21-02-2025 ore 08:17 | Rubriche - Crema
di redazione

La pandemia da Covid-19 arriva a Crema: cinque anni dopo, il ricordo di Stefania Bonaldi

A cinque anni di distanza, Stefania Bonaldi ricorda uno dei momenti più significativi della pandemia. “Ragazzi, in ospedale stanno arrivando un sacco di malati dal Lodigiano, per me sono tutti casi di Covid-19. Stefi, senti la direzione sanitaria, bisogna fare qualcosa, subito”. Con questo vocale di Attilio Galmozzi, allora assessore e medico presso il pronto soccorso, nella mattina di venerdì 21 febbraio 2020 facevamo ufficialmente ingresso in due anni incredibili che ci hanno scavato nel profondo, settecento giorni che hanno cambiato in modo irreversibile la percezione della vita, delle priorità, del mondo che ci circonda”.

 

Ospedale al collasso

“Una storia che, pure nella fatica e nella sofferenza, ho avuto il privilegio di vivere da sindaca. Ho sofferto con la mia comunità, come ogni altro ho avuto paura, ho provato smarrimento, ho contato i malati e pianto i morti, come mai, mai mi sarei immaginata potesse accadere, ho invocato l’attenzione degli enti superiori quando il virus ci prendeva d’assalto e altrove si pensava fosse poco più di un’influenza, ho chiesto aiuto quando l’ospedale di Crema − dopo la resistenza eroica a un vero e proprio assedio, dovremmo ricordarlo ogni giorno, ancora oggi − mostrava di essere al collasso”.

 

Zona rossa

“Giorni drammatici, che hanno visto la nostra gente colpita per prima e in modo violento, al punto che non abbiamo avuto nemmeno il tempo di prepararci e di piangere i nostri morti; poche ore dopo Codogno, quel Venerdì 21 febbraio di cinque anni fa, il virus è arrivato qui, quel maledetto venerdì l’ospedale era già in allarme, nella tarda mattinata in Comune già mandavamo a casa tutti i collaboratori che abitavano in quella che poi sarebbe stata delimitata come “zona rossa”, il pomeriggio andammo in Prefettura per cercare di raccapezzarci, il sabato assunsi un’ordinanza per chiudere i nidi (il resto delle scuole era già chiuso per Carnevale) e per sospendere la sfilata dei carri nella sua domenica clou, di mia iniziativa, perché le autorità sanitarie superiori erano perplesse. “È all’aperto e non parliamo di una pandemia, dottoressa”, mi era stato detto il venerdì, ma io non ero tranquilla”.

 

Dolore vivo

“Ancora oggi non riesco a pensare a quei giorni, a quelle settimane, a quei mesi, senza piangere, senza sentire ancora, nella carne un dolore vivo, profondo, infinito, ricordando i nostri morti senza funerale, la paura, il senso di impotenza, l'angoscia che ci attanagliavano il cuore.
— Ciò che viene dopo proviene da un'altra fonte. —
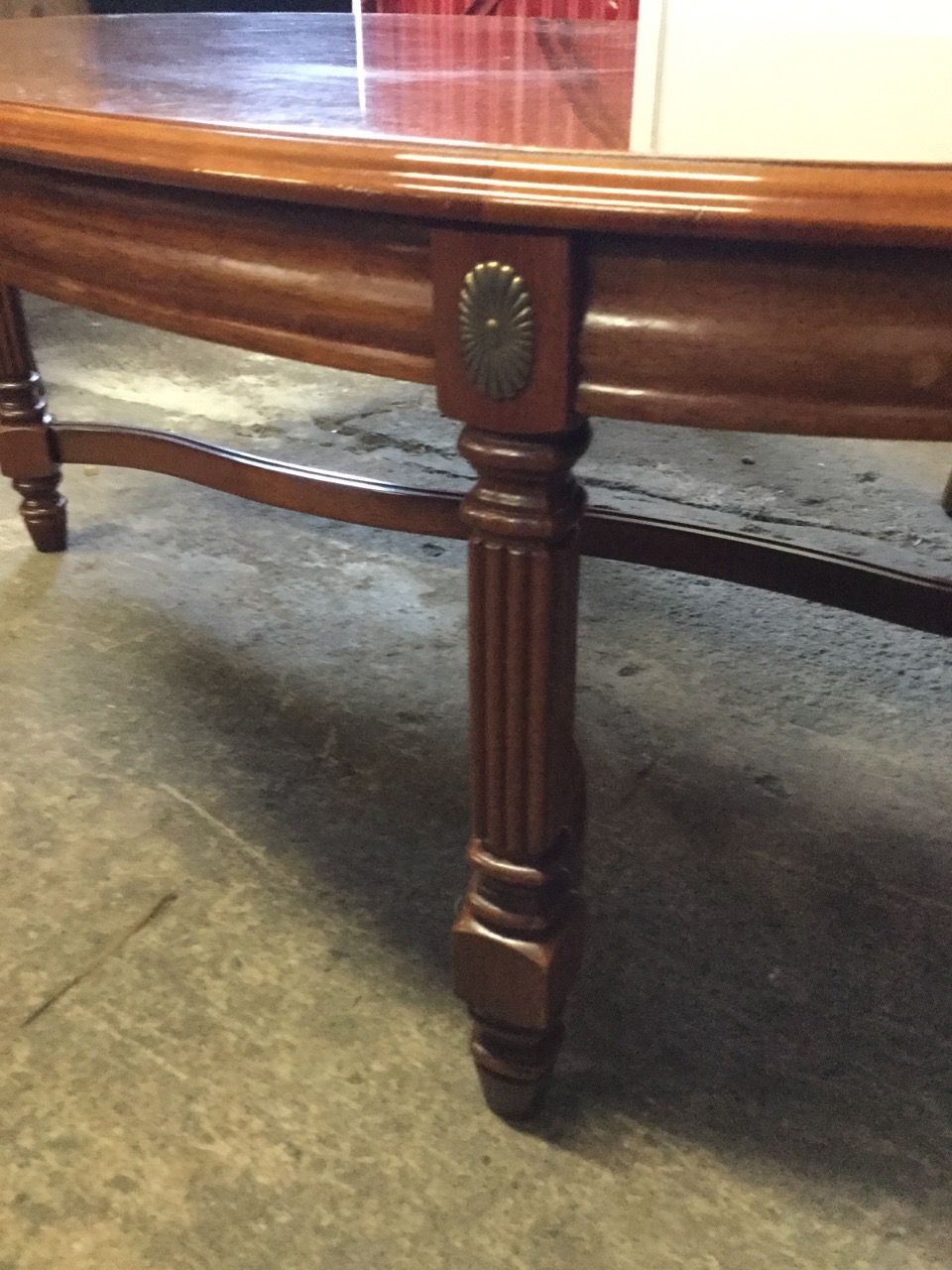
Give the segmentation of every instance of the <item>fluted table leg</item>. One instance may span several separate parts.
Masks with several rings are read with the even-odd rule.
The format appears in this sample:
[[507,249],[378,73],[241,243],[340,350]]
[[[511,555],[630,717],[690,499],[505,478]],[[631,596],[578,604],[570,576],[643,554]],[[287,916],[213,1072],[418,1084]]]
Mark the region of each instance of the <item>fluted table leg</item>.
[[37,550],[63,551],[66,499],[50,422],[19,292],[0,286],[0,471],[23,498],[20,514]]
[[473,1017],[486,1101],[529,1115],[561,1039],[583,946],[576,892],[584,777],[572,739],[578,527],[571,466],[588,425],[504,437],[467,428],[472,878],[456,922],[456,989]]

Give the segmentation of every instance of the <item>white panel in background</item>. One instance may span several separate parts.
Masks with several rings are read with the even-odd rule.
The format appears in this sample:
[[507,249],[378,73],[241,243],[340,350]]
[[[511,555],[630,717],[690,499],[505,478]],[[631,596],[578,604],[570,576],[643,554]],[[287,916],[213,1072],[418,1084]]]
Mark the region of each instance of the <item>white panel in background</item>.
[[633,149],[952,163],[952,0],[642,0],[642,8],[649,38],[645,60],[637,55]]

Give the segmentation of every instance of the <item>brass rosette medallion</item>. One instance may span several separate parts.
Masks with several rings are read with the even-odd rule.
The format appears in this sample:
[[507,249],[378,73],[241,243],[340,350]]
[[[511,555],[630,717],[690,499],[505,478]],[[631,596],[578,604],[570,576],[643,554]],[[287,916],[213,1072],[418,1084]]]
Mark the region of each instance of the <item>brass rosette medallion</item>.
[[486,260],[466,274],[459,340],[466,373],[480,392],[503,401],[528,385],[536,320],[528,287],[510,264]]

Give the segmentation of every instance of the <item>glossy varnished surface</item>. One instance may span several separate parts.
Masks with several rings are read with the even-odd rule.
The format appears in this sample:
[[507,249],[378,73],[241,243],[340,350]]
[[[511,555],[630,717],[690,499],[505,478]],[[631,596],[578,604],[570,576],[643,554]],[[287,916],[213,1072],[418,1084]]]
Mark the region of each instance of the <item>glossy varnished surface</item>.
[[0,160],[537,229],[952,243],[943,168],[622,152],[633,24],[362,32],[358,50],[345,15],[48,19],[42,39],[9,22]]

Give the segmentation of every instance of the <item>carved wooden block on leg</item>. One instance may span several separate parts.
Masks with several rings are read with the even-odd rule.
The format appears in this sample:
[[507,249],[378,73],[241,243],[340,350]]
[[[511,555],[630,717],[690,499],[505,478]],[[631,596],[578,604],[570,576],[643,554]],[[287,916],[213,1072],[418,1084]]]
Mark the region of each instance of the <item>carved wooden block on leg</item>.
[[20,514],[37,550],[65,551],[66,499],[50,423],[19,292],[0,286],[0,471],[23,497]]
[[565,237],[433,239],[437,389],[468,424],[472,876],[453,928],[486,1101],[536,1109],[583,946],[584,780],[572,740],[579,522],[574,278]]

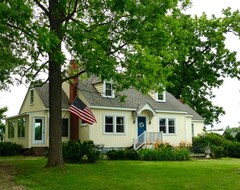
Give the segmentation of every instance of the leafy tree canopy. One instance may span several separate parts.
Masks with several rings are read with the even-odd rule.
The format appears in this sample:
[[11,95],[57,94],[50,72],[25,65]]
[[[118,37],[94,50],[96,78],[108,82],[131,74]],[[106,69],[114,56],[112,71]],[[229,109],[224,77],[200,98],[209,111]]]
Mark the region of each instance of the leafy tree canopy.
[[7,111],[7,108],[0,108],[0,142],[3,140],[3,136],[5,133],[5,124],[3,123],[3,119],[6,117],[4,113]]
[[205,124],[211,125],[225,113],[222,107],[212,104],[215,97],[212,89],[220,87],[225,77],[240,77],[236,52],[225,46],[232,22],[225,17],[207,18],[205,14],[192,17],[177,11],[171,19],[174,24],[169,25],[166,37],[168,54],[162,51],[162,41],[158,39],[151,44],[153,54],[163,57],[163,66],[172,68],[167,77],[172,85],[167,90],[194,108]]
[[[63,164],[61,84],[83,73],[115,81],[116,90],[134,86],[146,93],[165,86],[207,124],[217,120],[223,110],[211,104],[211,89],[222,84],[221,77],[238,77],[235,53],[224,45],[229,22],[182,14],[188,5],[188,0],[2,1],[5,76],[12,68],[26,81],[48,73],[48,166]],[[67,54],[78,72],[68,72]]]
[[[167,85],[171,67],[163,67],[163,58],[151,54],[145,44],[159,38],[167,53],[169,31],[164,25],[171,25],[171,15],[187,4],[184,0],[2,1],[1,40],[7,45],[3,54],[16,58],[8,62],[18,66],[15,71],[26,81],[48,72],[48,166],[63,164],[61,83],[86,73],[115,81],[116,90],[130,86],[142,92],[161,89],[159,84]],[[79,68],[71,76],[66,52]]]

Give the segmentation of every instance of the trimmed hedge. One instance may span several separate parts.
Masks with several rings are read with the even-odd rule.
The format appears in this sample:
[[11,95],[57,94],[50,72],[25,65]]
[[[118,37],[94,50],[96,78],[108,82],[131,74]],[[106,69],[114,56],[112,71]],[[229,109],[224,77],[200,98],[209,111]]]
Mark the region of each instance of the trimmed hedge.
[[12,142],[0,142],[0,156],[16,156],[21,152],[22,145]]
[[69,141],[63,143],[63,160],[64,162],[77,163],[88,161],[91,163],[99,159],[100,152],[94,145],[93,141]]
[[155,149],[142,148],[110,150],[106,153],[110,160],[145,160],[145,161],[184,161],[190,159],[190,152],[186,148],[173,148],[169,144],[160,145]]
[[199,150],[197,153],[205,153],[205,147],[210,145],[211,157],[213,158],[240,158],[240,142],[229,139],[229,136],[214,133],[199,135],[193,139],[192,150],[193,152]]

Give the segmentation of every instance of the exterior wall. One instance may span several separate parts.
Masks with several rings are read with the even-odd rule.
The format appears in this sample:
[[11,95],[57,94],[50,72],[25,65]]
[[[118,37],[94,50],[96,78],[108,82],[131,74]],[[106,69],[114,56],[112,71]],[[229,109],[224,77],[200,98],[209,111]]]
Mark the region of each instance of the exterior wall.
[[154,100],[156,100],[156,92],[151,91],[148,93]]
[[192,144],[192,117],[186,116],[186,141],[187,144]]
[[94,85],[94,87],[96,88],[96,90],[101,94],[103,95],[104,92],[103,92],[103,83],[97,83]]
[[[25,136],[24,137],[18,137],[18,121],[19,119],[25,118]],[[8,131],[9,131],[9,122],[14,121],[14,137],[9,138]],[[9,118],[6,120],[6,131],[5,131],[5,140],[6,142],[13,142],[17,144],[21,144],[23,148],[27,148],[29,146],[29,116],[19,116],[14,118]]]
[[89,138],[89,128],[90,125],[81,125],[79,126],[79,139],[82,141],[90,140]]
[[[31,90],[33,90],[33,92],[34,92],[34,102],[32,104],[30,103],[30,91]],[[43,110],[46,110],[46,108],[44,107],[42,100],[40,99],[37,91],[34,88],[29,89],[25,96],[22,107],[19,111],[19,114],[36,112],[36,111],[39,112],[39,111],[43,111]]]
[[[133,144],[133,138],[137,136],[136,124],[133,123],[130,111],[96,110],[92,109],[97,123],[89,125],[90,139],[95,144],[104,144],[104,147],[129,147]],[[123,116],[125,118],[124,134],[106,134],[104,132],[105,116]]]
[[[171,145],[178,146],[181,142],[187,142],[188,139],[186,134],[187,122],[185,114],[178,113],[158,113],[151,122],[152,130],[159,131],[159,119],[160,118],[171,118],[175,119],[175,134],[163,134],[163,142],[170,143]],[[191,126],[191,125],[190,125]],[[189,127],[190,127],[189,126]]]
[[[19,118],[25,117],[26,118],[26,127],[25,127],[25,137],[18,137],[18,124],[17,121]],[[43,119],[44,120],[44,133],[43,133],[43,142],[36,142],[34,141],[34,120],[35,119]],[[70,140],[70,120],[69,120],[69,113],[68,111],[62,112],[62,118],[68,119],[68,137],[62,137],[62,141],[66,142]],[[8,137],[8,130],[9,121],[15,121],[14,125],[14,138]],[[31,148],[31,147],[48,147],[49,146],[49,112],[42,111],[42,112],[33,112],[28,115],[24,116],[16,116],[14,118],[7,118],[6,120],[6,141],[7,142],[14,142],[17,144],[23,145],[23,148]]]
[[194,126],[194,137],[196,137],[198,134],[203,134],[203,128],[204,124],[202,121],[193,121]]
[[69,98],[70,94],[69,94],[69,89],[70,89],[70,85],[68,82],[63,82],[62,83],[62,89],[65,92],[65,94],[67,95],[67,97]]
[[[35,119],[43,119],[44,120],[44,134],[43,134],[43,143],[34,142],[34,120]],[[48,147],[49,142],[49,113],[48,111],[42,112],[33,112],[30,114],[30,122],[29,122],[29,147]]]
[[[133,144],[133,139],[137,137],[137,119],[133,122],[131,111],[116,111],[116,110],[97,110],[92,109],[97,123],[81,128],[81,135],[86,134],[89,128],[89,139],[95,144],[104,144],[106,148],[129,147]],[[106,134],[104,132],[105,116],[124,116],[125,118],[125,133],[124,134]],[[142,111],[138,116],[146,117],[146,131],[159,132],[159,119],[172,118],[175,119],[175,134],[163,134],[163,142],[168,142],[174,146],[178,146],[181,142],[192,143],[191,117],[186,117],[183,113],[157,113],[151,120],[147,111]],[[198,123],[196,130],[200,128],[202,122]],[[85,132],[84,132],[85,130]],[[199,133],[199,131],[196,131]],[[82,138],[82,137],[80,137]]]

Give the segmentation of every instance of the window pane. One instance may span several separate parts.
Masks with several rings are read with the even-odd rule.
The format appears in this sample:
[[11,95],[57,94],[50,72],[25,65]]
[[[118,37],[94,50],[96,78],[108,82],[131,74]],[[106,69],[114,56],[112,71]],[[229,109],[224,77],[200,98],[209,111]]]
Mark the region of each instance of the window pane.
[[113,133],[113,117],[105,117],[105,132]]
[[30,91],[30,104],[33,104],[33,102],[34,102],[34,91],[31,90]]
[[36,119],[34,127],[35,127],[34,140],[42,140],[42,127],[43,127],[42,119]]
[[62,119],[62,137],[68,137],[68,119]]
[[166,119],[159,120],[159,131],[166,133]]
[[175,120],[174,119],[168,120],[168,132],[175,133]]
[[158,100],[163,100],[163,92],[158,93]]
[[18,137],[25,137],[25,126],[26,121],[25,118],[18,119]]
[[105,95],[112,96],[112,84],[111,83],[105,84]]
[[124,133],[124,117],[117,117],[117,133]]
[[14,138],[14,126],[14,120],[8,121],[8,138]]

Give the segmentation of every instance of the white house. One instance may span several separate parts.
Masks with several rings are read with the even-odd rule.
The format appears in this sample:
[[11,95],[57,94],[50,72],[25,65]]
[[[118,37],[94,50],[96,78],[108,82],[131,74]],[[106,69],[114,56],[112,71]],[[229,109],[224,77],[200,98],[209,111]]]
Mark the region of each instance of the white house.
[[[105,148],[134,146],[164,141],[172,145],[191,143],[203,130],[203,118],[168,92],[142,94],[125,90],[124,102],[115,96],[112,84],[90,77],[62,86],[62,140],[93,140]],[[6,119],[6,141],[24,148],[49,145],[49,85],[29,88],[17,116]],[[78,96],[93,112],[97,122],[88,125],[68,108]],[[61,126],[59,126],[61,127]]]

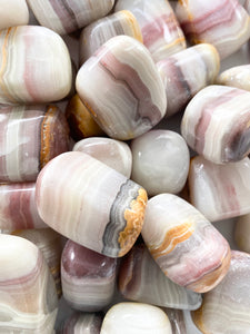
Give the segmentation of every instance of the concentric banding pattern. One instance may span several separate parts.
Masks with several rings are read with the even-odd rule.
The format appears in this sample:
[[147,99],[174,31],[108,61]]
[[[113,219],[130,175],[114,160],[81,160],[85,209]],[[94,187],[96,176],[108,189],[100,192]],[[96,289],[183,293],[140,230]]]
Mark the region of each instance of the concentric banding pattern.
[[40,173],[36,188],[42,219],[78,244],[124,255],[141,232],[147,193],[83,153],[66,153]]
[[206,159],[238,161],[250,151],[250,92],[226,86],[208,86],[186,108],[181,134]]
[[194,292],[210,291],[228,272],[228,242],[176,195],[161,194],[149,200],[142,237],[164,274]]
[[114,139],[137,137],[166,114],[167,98],[156,65],[146,47],[128,36],[113,37],[83,63],[77,90]]

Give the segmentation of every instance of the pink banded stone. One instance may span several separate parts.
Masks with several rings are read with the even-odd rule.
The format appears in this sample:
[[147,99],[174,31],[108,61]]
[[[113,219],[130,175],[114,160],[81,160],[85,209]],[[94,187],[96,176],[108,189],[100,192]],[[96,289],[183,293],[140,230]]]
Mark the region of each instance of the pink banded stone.
[[84,153],[52,159],[39,174],[41,218],[68,238],[103,255],[124,255],[139,236],[146,190]]
[[142,237],[164,274],[189,289],[208,292],[228,272],[228,242],[200,212],[176,195],[161,194],[149,200]]
[[58,296],[39,248],[0,234],[0,332],[53,333]]
[[186,48],[184,35],[169,1],[118,0],[114,10],[129,10],[134,14],[143,43],[154,61]]
[[130,178],[132,154],[123,141],[103,137],[86,138],[78,141],[73,150],[83,151]]
[[192,205],[210,222],[250,213],[250,159],[217,165],[194,157],[189,191]]
[[250,37],[250,18],[238,0],[179,0],[176,13],[186,37],[213,45],[221,59]]
[[104,17],[114,0],[27,0],[41,26],[60,35],[76,31]]
[[34,200],[34,183],[0,184],[0,229],[44,228]]
[[80,36],[80,63],[82,65],[109,39],[120,35],[133,37],[142,42],[140,26],[128,10],[114,12],[87,26]]
[[68,240],[61,257],[61,283],[68,304],[97,312],[109,305],[117,279],[117,259]]
[[250,333],[250,254],[232,250],[227,276],[192,317],[203,334]]
[[214,164],[241,160],[250,153],[250,92],[208,86],[189,102],[181,122],[188,145]]
[[77,91],[106,134],[138,137],[164,116],[163,82],[146,47],[128,36],[107,41],[77,75]]
[[69,149],[69,128],[56,106],[0,108],[0,181],[36,181],[41,168]]
[[164,82],[169,117],[183,110],[199,90],[214,82],[220,58],[212,45],[201,43],[158,61],[157,67]]
[[43,27],[2,30],[0,68],[0,104],[51,102],[71,90],[68,48],[60,36]]

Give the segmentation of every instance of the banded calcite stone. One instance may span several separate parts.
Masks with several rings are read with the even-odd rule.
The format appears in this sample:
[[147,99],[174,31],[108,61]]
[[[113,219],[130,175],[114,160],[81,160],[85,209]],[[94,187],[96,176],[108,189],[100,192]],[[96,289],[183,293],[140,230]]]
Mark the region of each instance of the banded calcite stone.
[[181,134],[193,150],[212,163],[238,161],[250,153],[249,121],[249,91],[212,85],[187,106]]
[[143,244],[122,258],[119,291],[127,299],[157,306],[197,310],[201,305],[201,295],[170,281]]
[[28,24],[29,9],[26,0],[2,0],[0,11],[0,30]]
[[83,151],[130,178],[132,154],[123,141],[103,137],[86,138],[78,141],[73,150]]
[[60,274],[62,240],[60,234],[51,228],[22,229],[12,234],[30,240],[41,250],[53,276],[58,297],[60,298],[62,294]]
[[217,78],[217,84],[250,91],[250,65],[236,66],[224,70]]
[[36,187],[41,218],[68,238],[103,255],[124,255],[139,236],[146,190],[84,153],[52,159]]
[[189,173],[189,149],[184,139],[170,130],[151,130],[131,141],[131,178],[150,196],[179,193]]
[[51,102],[71,90],[68,48],[60,36],[43,27],[2,30],[0,68],[0,104]]
[[58,296],[39,248],[0,234],[0,333],[53,333]]
[[181,111],[202,88],[214,82],[220,58],[212,45],[201,43],[157,62],[164,82],[167,117]]
[[128,36],[108,40],[77,75],[77,91],[106,134],[138,137],[164,116],[163,82],[146,47]]
[[76,141],[104,135],[77,94],[67,105],[66,118],[70,127],[70,135]]
[[142,42],[141,29],[128,10],[114,12],[87,26],[80,36],[80,63],[82,65],[110,38],[126,35]]
[[27,0],[41,26],[66,35],[104,17],[114,0]]
[[200,212],[176,195],[161,194],[149,200],[142,237],[162,272],[189,289],[208,292],[228,272],[228,242]]
[[172,334],[167,314],[143,303],[119,303],[106,314],[100,334]]
[[68,240],[61,257],[62,293],[76,310],[98,312],[113,297],[117,258],[88,249]]
[[250,213],[250,159],[217,165],[197,156],[189,171],[191,204],[210,222]]
[[129,10],[134,14],[143,43],[154,61],[186,49],[184,35],[169,1],[118,0],[114,10]]
[[176,14],[192,43],[213,45],[221,59],[250,37],[250,18],[238,0],[179,0]]
[[237,219],[234,240],[240,250],[250,253],[250,214],[243,215]]
[[102,316],[97,313],[74,312],[68,317],[60,334],[100,334]]
[[0,229],[44,228],[34,200],[34,183],[0,184]]
[[250,333],[250,254],[232,252],[228,275],[192,317],[203,334]]
[[56,106],[0,108],[0,181],[36,181],[40,169],[68,149],[68,125]]

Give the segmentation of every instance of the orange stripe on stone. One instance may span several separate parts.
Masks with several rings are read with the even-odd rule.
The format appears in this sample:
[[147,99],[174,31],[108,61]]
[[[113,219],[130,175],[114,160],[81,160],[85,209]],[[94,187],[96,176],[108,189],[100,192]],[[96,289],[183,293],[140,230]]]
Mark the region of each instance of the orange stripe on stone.
[[[157,224],[157,223],[156,223]],[[187,240],[194,232],[193,223],[188,222],[170,228],[159,247],[149,246],[150,253],[154,258],[171,253],[176,246]]]

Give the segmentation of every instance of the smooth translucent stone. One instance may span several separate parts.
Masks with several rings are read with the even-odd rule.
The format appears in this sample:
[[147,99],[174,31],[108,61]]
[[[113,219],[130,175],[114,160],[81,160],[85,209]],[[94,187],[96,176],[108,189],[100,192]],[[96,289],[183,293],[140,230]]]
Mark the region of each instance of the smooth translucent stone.
[[202,214],[176,195],[161,194],[149,200],[142,237],[166,276],[189,289],[210,291],[228,272],[228,242]]
[[250,159],[216,165],[198,156],[189,173],[190,202],[210,222],[250,213]]
[[86,138],[78,141],[73,150],[83,151],[130,178],[132,154],[123,141],[103,137]]
[[29,9],[26,0],[1,0],[0,30],[28,22]]
[[241,65],[227,69],[217,78],[217,84],[250,91],[250,65]]
[[119,303],[107,312],[100,334],[117,334],[118,331],[119,334],[172,334],[167,314],[142,303]]
[[250,18],[237,0],[182,0],[177,18],[192,43],[213,45],[220,58],[236,52],[250,37]]
[[234,239],[240,250],[250,253],[250,214],[237,219]]
[[184,35],[166,0],[118,0],[114,10],[129,10],[137,18],[144,46],[154,61],[186,49]]
[[198,45],[157,62],[164,82],[169,117],[181,111],[202,88],[214,82],[220,58],[211,45]]
[[0,333],[53,333],[58,296],[39,248],[0,235]]
[[0,108],[0,181],[36,181],[40,169],[68,149],[68,125],[57,107]]
[[71,240],[61,258],[61,283],[68,304],[80,311],[97,312],[112,301],[117,279],[117,259]]
[[44,228],[34,200],[34,183],[0,184],[0,229]]
[[141,29],[128,10],[114,12],[86,27],[80,36],[80,63],[90,58],[104,42],[126,35],[142,42]]
[[131,141],[132,175],[150,196],[179,193],[189,173],[184,139],[170,130],[151,130]]
[[170,281],[143,244],[122,258],[119,291],[127,299],[157,306],[196,310],[201,305],[201,295]]
[[104,135],[77,94],[67,105],[66,118],[70,127],[71,137],[76,141]]
[[53,276],[58,297],[61,296],[60,263],[62,253],[62,239],[60,234],[51,228],[23,229],[13,233],[33,243],[41,250],[49,269]]
[[188,334],[182,310],[163,308],[163,311],[171,323],[172,334]]
[[192,317],[203,334],[250,333],[250,254],[232,252],[227,276]]
[[107,16],[114,0],[27,0],[27,2],[41,26],[66,35]]
[[0,68],[0,104],[51,102],[71,90],[68,48],[60,36],[43,27],[2,30]]
[[50,227],[107,256],[129,252],[142,228],[146,190],[84,153],[52,159],[38,176],[36,196]]
[[164,116],[163,82],[146,47],[128,36],[106,42],[77,75],[79,97],[106,134],[138,137]]
[[100,334],[102,316],[74,312],[63,324],[60,334]]
[[250,153],[250,92],[208,86],[189,102],[181,121],[188,145],[214,164],[239,161]]

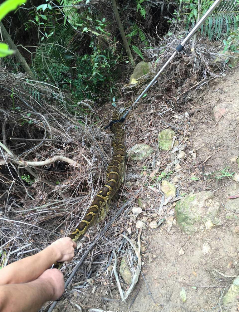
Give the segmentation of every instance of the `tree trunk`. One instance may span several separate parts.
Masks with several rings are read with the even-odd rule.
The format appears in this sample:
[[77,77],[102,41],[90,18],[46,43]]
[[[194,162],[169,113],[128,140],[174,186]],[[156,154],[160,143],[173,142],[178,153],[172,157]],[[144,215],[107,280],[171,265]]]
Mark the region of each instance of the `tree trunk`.
[[29,75],[31,79],[33,80],[37,80],[37,77],[31,70],[26,61],[26,60],[19,52],[14,42],[12,39],[7,30],[4,27],[2,22],[0,21],[0,28],[2,36],[10,48],[13,50],[15,52],[14,55],[17,61],[23,67],[25,71]]
[[129,61],[131,62],[132,65],[134,66],[135,65],[134,64],[134,60],[133,57],[132,56],[132,54],[131,53],[130,49],[129,48],[129,43],[128,43],[127,39],[126,39],[126,37],[125,37],[125,34],[124,33],[124,28],[123,28],[123,25],[122,25],[122,23],[121,22],[121,21],[120,20],[120,15],[119,14],[118,9],[117,8],[117,5],[116,4],[115,0],[111,0],[111,2],[112,2],[112,5],[113,6],[114,12],[115,13],[115,15],[117,21],[117,23],[118,24],[119,28],[120,29],[120,35],[121,35],[121,37],[122,38],[122,40],[123,41],[123,42],[124,42],[124,44],[125,48],[126,53],[127,54],[128,57],[129,57]]

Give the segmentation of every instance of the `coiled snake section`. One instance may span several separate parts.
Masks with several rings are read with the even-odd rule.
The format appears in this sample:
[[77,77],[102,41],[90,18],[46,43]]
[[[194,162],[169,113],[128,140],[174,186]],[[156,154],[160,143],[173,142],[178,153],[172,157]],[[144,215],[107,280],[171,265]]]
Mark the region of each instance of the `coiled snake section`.
[[[118,117],[115,113],[113,119]],[[108,168],[106,183],[94,198],[82,221],[69,235],[75,241],[82,238],[90,227],[104,218],[112,197],[124,181],[126,167],[124,125],[121,122],[113,124],[110,130],[115,134],[111,144],[114,156]]]

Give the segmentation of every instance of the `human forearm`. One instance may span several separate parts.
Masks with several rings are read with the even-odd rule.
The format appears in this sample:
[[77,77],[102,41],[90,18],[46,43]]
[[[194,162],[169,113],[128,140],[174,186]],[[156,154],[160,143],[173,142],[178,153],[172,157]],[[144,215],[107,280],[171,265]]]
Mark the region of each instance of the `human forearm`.
[[24,284],[0,286],[1,312],[36,312],[52,300],[53,289],[46,281],[37,279]]
[[13,262],[0,270],[0,285],[27,283],[37,278],[59,258],[51,245],[38,253]]
[[76,247],[76,243],[70,237],[59,238],[38,253],[0,270],[0,285],[33,280],[56,261],[70,261]]

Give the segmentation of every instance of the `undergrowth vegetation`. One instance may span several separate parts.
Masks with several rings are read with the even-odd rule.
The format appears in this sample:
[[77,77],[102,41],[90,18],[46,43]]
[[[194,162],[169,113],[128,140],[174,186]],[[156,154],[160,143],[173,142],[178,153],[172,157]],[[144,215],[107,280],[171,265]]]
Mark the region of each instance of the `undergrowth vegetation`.
[[[190,30],[213,2],[119,1],[120,17],[136,63],[147,61],[144,51],[160,46],[163,36]],[[225,51],[231,54],[238,45],[238,8],[239,0],[223,0],[201,29],[202,35],[209,40],[223,40]],[[125,82],[122,74],[127,76],[132,68],[110,2],[28,1],[5,19],[6,26],[13,17],[15,35],[19,38],[20,46],[25,46],[24,56],[37,79],[67,94],[71,112],[81,100],[100,103],[112,101],[120,94],[115,85]],[[27,44],[21,42],[23,34]],[[9,57],[5,61],[15,71],[21,71],[12,60]]]

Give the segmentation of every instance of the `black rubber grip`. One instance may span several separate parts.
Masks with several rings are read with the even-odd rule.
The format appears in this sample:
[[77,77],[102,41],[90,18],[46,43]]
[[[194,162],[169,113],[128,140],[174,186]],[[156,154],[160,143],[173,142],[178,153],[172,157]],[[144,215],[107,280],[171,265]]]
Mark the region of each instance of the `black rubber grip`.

Quanta sofferenza, la nostra comunità, che in tutto quel dolore ha saputo però trovare in sé anticorpi di solidarietà, di fratellanza, di umanità e aggrapparsi, in quella inimmaginabile, drammatica via crucis, a risposte di aiuto e di conforto inattese e sorprendenti, che ci hanno toccato il cuore”.